Coalition Forces

Corre nos mentideros da diplomacia internacional que Khadafi, nesta segunda-feira, esteve quase para se render ao primeiro caça que visse passar por cima do casebre onde está escondido. O impulso terá tido origem num equívoco, porém, como revelou um dos seus filhos. Saif al Islam contou que o seu pai tem por hábito diário consultar dois websites portugueses: presidencia.pt e psd.pt. Parece que Khadafi consegue descontrair-se lendo essa estranha literatura porque nela fala-se dos problemas políticos como se não existisse crise internacional alguma e acabando tudo o que corre mal no Mundo por ser culpa de Sócrates e do Governo português. Embora Khadafi saiba no seu íntimo que tal não seria possível, apressou-se a explicar o filho, são à mesma preciosos momentos de escapismo e diversão que fazem muito bem à saúde do coronel. Ora, estava o grande líder nisto quando dá de fuça com o comunicado do PSD onde se promete formar a broad coalition for change. Mal acaba de ler a expressão, engasga-se com a torrada, levanta-se em pânico e fica encostado à parede, tremendo empapado de suores frios. Fruto do stress de guerra a que está sujeito, na sua mente já via Passos Coelho, Miguel Relvas e Marco António Costa avançando triunfantes e imparáveis para Tripoli com a intenção de exigirem eleições antecipadas em ordem a levarem Portas de novo para junto da máquina das fotocópias. E desse estratégico poiso a desatar a comprar dezenas de submarinos e porta-aviões seria um Paulinho, não haveria petróleo suficiente em África para os pagar. Era uma visão insuportável mesmo para quem nasceu no meio de camelos, horrenda, pelo que desatou a correr para o terraço, agitando os braços na direcção do céu e berrando que se rendia. Teve de ser agarrado pelas boazonas da sua segurança pessoal e arrastado para dentro à bruta.

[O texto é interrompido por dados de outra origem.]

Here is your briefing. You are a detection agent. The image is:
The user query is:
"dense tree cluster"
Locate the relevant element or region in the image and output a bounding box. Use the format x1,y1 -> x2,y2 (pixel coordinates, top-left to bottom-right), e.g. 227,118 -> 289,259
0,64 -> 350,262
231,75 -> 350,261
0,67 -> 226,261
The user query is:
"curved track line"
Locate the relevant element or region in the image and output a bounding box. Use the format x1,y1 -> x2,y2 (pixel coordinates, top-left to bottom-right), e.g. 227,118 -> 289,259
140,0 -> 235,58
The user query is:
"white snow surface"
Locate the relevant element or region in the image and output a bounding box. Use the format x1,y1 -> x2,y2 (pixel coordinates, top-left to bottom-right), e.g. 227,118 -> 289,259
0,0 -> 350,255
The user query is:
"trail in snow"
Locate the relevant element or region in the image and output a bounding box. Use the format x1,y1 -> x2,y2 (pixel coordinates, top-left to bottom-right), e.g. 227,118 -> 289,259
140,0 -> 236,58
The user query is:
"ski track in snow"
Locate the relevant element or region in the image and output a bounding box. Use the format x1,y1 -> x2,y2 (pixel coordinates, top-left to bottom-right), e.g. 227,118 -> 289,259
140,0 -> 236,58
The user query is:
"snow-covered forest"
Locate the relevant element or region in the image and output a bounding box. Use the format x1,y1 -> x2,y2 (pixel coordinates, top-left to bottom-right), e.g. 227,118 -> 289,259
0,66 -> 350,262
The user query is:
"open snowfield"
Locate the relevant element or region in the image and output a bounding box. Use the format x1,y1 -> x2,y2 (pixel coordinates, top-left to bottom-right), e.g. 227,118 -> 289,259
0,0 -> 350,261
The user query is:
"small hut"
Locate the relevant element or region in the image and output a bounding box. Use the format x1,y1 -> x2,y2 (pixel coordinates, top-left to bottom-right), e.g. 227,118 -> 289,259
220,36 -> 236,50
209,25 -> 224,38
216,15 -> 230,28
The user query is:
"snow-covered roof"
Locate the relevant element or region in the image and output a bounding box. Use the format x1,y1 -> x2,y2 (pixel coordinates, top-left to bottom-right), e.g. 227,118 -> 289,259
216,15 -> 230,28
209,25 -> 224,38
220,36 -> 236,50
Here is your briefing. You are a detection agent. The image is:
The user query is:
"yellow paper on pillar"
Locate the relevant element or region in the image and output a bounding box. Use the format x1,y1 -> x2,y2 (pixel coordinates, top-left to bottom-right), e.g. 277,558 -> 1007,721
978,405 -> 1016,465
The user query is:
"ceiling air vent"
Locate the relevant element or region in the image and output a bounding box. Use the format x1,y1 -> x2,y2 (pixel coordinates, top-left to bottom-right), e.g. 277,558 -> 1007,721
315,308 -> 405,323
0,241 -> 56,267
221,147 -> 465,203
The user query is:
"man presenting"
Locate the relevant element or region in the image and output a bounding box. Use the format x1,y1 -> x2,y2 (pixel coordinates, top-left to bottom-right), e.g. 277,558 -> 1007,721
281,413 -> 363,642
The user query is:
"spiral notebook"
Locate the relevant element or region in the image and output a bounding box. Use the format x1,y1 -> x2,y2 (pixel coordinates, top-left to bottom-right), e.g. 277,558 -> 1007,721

Passado um bocado, acalmou e conseguiu mandar um pombo-correio para o seu grande amigo Ângelo Correia, pedindo-lhe esclarecimentos. Continuava desconfiado, aquela expressão tinha algo de sinistro. Ângelo respondeu prontamente, garantindo que a coalition do PSD tem primeiro de conquistar Belém, depois aguentar a pressão de Rio e Rangel e suportar os humores do Pacheco. Por isso, até que esteja em condições de atacar a Líbia, ainda vão passar alguns séculos.

10 thoughts on “Coalition Forces”

  1. É certo, o coelho e o cavaco conseguiram o impensável. Se houver eleições antecipadas voto no sócrates.

  2. Isto tudo já se parece com a guerra dos marcianos…

    a geração rasca esta bem representada em certos partidos e personagens politicos portugueses…

    “Belo” escrito Val, se bem que dramatico…

    após ano e meio de desgaste das posições de Portugal…

    quase quando
    se aproximava um tempo de saneamento das finanças e da economia

    aconteceu o óbvio e o anunciado:
    as oposições e kavacu não querem soluções
    jogam no quanto pior, melhor para eles…

    kavacu fez isto mesmo quando pôs pais em quase racionamento e fugiu governo AD
    e deitou abaixo lideres do PPD que integravam o bloco central
    que regenerou o país financeiramente
    e conseguiu os dinheiros da europa
    que ele beneficiou nos seus anos de maioria absoluta….

    a luta…

  3. Agora sim.
    Estou mesmo muito preocupada com o desnorte político!!! Será que os egos/interesses são de tal forma que nos precipitem no abismo??? Bem ou mal, o Sócrates tem-nos aguentado à bronca da crise internacional…

  4. tã giro. O Passos anunciou que quando for governo com ampla coligação alargada grande como o caraças (um “governo claramente maioritário”, não tem dúvidas), tenciona consultar o PS para que este contribua com as suas ideias.
    Não sei porquê, mas quando esta besta abre a boca, apetece-me logo fazer um concurso de palavrões.

  5. Como diria o Astérix, se falasse a língua dos novos teutões sociais-democratas portugueses, «- sie sind verrückt, diese lächerlichen Lapeinischen!!!» (“eles são doidos, estes patetas tristes da Lapa!”).